Got it. Thanks for posting your investigation process, it’s clever. An interesting saga, this has been. You probably thought of this but you could perhaps format your nvme device with two namespaces, use one for efi, leaving that formatted without T10-PI, and a second for linux, that uses T10-PI

LiKenun · March 23, 2024, 4:27am

Gonna have to put /boot on a physically separate device. Between the Optane P4800X and P5800X, the former supports OPAL but only 1 namespace, and the latter supports 128 namespaces but no OPAL. Can’t have it all…

bambinone · April 8, 2024, 8:34pm

I’ve been exploring either replacing the md mirror on my main workstation with btrfs or zfs, or adding dm-integrity to it. I do a lot of zfs work so that’s the obvious choice, but I’ve had some bad experiences with zfs root, which is why I usually use a simple md mirror (and lvm) for root.

Anyway, my primary concern with dm-integrity is write amplification, i.e. writing x+8 bytes to flash for every x bytes of data, so I’ve been exploring if I could format an NVMe or SAS SSD to 520 or 4,104 byte sectors and alleviate the write amplification issue.
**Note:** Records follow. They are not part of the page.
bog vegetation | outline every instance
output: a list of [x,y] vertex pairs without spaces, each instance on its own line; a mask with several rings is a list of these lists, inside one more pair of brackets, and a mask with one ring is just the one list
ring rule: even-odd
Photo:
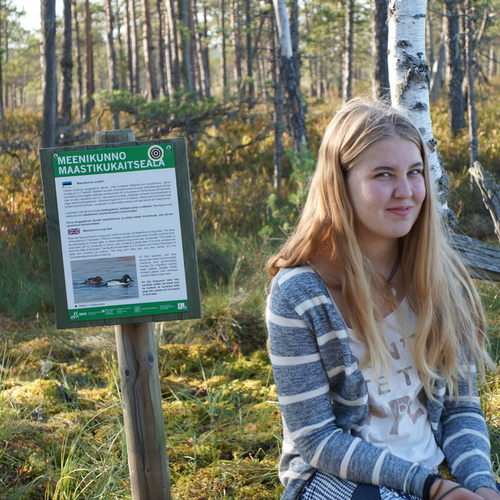
[[[481,162],[497,180],[498,90],[497,81],[478,100]],[[106,105],[111,104],[121,106],[125,119],[127,103]],[[300,156],[289,148],[287,180],[278,191],[266,109],[232,110],[231,119],[215,127],[220,108],[207,101],[203,113],[212,125],[200,121],[196,130],[182,131],[190,139],[204,315],[155,326],[175,499],[279,498],[281,427],[266,354],[264,265],[297,216],[334,104],[311,104],[312,151]],[[200,106],[186,96],[179,96],[177,105]],[[438,101],[433,119],[456,230],[498,244],[469,179],[465,132],[457,137],[446,132],[446,106]],[[106,116],[100,125],[111,129]],[[158,130],[147,109],[135,119],[138,137],[150,138],[145,131]],[[22,111],[7,112],[0,123],[5,142],[24,143],[0,154],[0,491],[6,500],[130,498],[113,330],[53,326],[37,154],[40,123],[40,115]],[[89,143],[94,131],[87,127]],[[500,287],[486,281],[478,286],[499,361]],[[482,404],[500,473],[498,375],[491,374],[482,388]]]

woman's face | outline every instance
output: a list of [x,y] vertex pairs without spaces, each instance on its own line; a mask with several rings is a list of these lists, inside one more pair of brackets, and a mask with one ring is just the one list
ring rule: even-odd
[[347,172],[347,188],[364,245],[401,238],[418,218],[426,189],[417,145],[383,139]]

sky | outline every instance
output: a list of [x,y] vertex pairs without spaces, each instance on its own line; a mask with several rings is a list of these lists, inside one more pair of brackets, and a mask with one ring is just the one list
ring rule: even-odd
[[21,25],[28,30],[40,29],[40,2],[34,0],[13,0],[12,4],[26,14],[21,18]]
[[[27,30],[40,29],[40,0],[12,0],[12,4],[26,14],[21,19],[23,28]],[[62,0],[56,0],[56,14],[62,13]]]

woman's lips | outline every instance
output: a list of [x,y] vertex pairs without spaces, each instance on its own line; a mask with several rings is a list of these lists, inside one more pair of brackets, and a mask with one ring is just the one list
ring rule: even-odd
[[392,207],[388,208],[387,210],[394,215],[404,216],[408,215],[411,209],[412,209],[411,206],[404,206],[404,207]]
That lead me here, to a much more interesting solution.

Fortunately I have a PM1725a handy that supports multiple namespaces and T10-PI and x+8 LBA formats, so I’m going to attempt to replicate all y’all’s amazing work to figure out the optimal configuration before pulling the trigger on a 9500-8i or something and some DC-class NVMe or SAS SSDs to replace my 2TB SATA SSDs. Thanks for the head start! I still need to figure out the best way to measure write amplification…

# nvme id-ctrl -H /dev/nvme1n1
<snip>
nn        : 32
<snip>

# nvme id-ns -H /dev/nvme1n1
<snip>
mc      : 0x3
  [1:1] : 0x1   Metadata Pointer Supported
  [0:0] : 0x1   Metadata as Part of Extended Data LBA Supported

dpc     : 0x1f
  [4:4] : 0x1   Protection Information Transferred as Last 8 Bytes of Metadata Supported
  [3:3] : 0x1   Protection Information Transferred as First 8 Bytes of Metadata Supported
  [2:2] : 0x1   Protection Information Type 3 Supported
  [1:1] : 0x1   Protection Information Type 2 Supported
  [0:0] : 0x1   Protection Information Type 1 Supported

dps     : 0
  [3:3] : 0     Protection Information is Transferred as Last 8 Bytes of Metadata
  [2:0] : 0     Protection Information Disabled
<snip>
LBA Format  0 : Metadata Size: 0   bytes - Data Size: 512 bytes - Relative Performance: 0x1 Better 
LBA Format  1 : Metadata Size: 8   bytes - Data Size: 512 bytes - Relative Performance: 0x3 Degraded 
LBA Format  2 : Metadata Size: 0   bytes - Data Size: 4096 bytes - Relative Performance: 0 Best (in use)
LBA Format  3 : Metadata Size: 8   bytes - Data Size: 4096 bytes - Relative Performance: 0x2 Good

hsnyder · April 9, 2024, 3:14pm

Of the people who’ve spoken up, LiKenun is the one who is experienced with doing this on real hardware. I’ve tried it on a SAS HDD (there’s a link somewhere in this thread to a different thread in which I discuss that) and I think it’s working, but SAS DIF and T10-PI for NVMe are different. Good luck and please share any results or instructions that you figure out!